Around £13 million has been awarded to improve patient flow through A&E, ensuring departments are prepared for busy times during winter. The additional funding brings the total given to hospitals since April to over £90 million, part of the dedicated funding announced in the Spring Budget.

Minister of State for Health Philip Dunne said:

“Thanks to the hard work and dedication of staff, the NHS has put in place strong plans ahead of winter – ensuring patients continue to receive safe and efficient care as demand rises over the coming months.

This funding will give more hospitals the boost they need to streamline patient flow in A&E, freeing up A&Es to care for the sickest patients and helping make sure all patients get the right treatment in the right place as quickly as possible”.

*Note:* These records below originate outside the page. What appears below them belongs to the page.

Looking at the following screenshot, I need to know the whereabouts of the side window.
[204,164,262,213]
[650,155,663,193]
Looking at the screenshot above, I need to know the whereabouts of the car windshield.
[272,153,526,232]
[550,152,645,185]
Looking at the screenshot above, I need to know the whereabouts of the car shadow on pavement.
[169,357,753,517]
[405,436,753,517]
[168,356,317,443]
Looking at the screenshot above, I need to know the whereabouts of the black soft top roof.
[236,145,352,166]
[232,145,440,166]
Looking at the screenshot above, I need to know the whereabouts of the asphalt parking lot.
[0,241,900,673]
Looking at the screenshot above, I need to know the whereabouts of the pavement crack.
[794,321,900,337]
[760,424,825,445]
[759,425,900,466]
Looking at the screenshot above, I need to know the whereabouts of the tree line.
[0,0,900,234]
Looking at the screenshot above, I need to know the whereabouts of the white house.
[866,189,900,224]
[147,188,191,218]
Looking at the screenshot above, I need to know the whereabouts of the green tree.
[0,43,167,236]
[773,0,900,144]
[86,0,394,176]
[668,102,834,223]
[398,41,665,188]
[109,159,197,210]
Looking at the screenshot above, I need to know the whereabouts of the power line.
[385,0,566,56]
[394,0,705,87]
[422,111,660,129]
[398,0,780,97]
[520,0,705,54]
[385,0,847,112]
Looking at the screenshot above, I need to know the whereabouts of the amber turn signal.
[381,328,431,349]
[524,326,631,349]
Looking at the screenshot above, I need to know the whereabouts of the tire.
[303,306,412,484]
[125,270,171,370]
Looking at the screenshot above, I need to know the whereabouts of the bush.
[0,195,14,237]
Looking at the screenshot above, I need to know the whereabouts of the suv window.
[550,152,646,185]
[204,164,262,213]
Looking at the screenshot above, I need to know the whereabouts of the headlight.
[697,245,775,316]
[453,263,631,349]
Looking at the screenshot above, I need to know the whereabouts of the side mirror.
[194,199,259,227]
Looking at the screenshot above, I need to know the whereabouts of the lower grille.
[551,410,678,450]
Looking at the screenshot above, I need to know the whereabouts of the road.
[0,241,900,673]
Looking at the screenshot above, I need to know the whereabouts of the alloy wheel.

The funding will be used to help hospitals finalise preparations ahead of winter, particularly to handle the large volumes of patients attending A&E. By investing in the necessary equipment or infrastructure, hospitals will be able to target improvements to patient flow and relieve pressure on A&E.

The funding supports NHS England’s wider plans to improve A&E performance in England by 2018. In particular, it will help hospitals hit the target of admitting, transferring or discharging 95% of patients within 4 hours.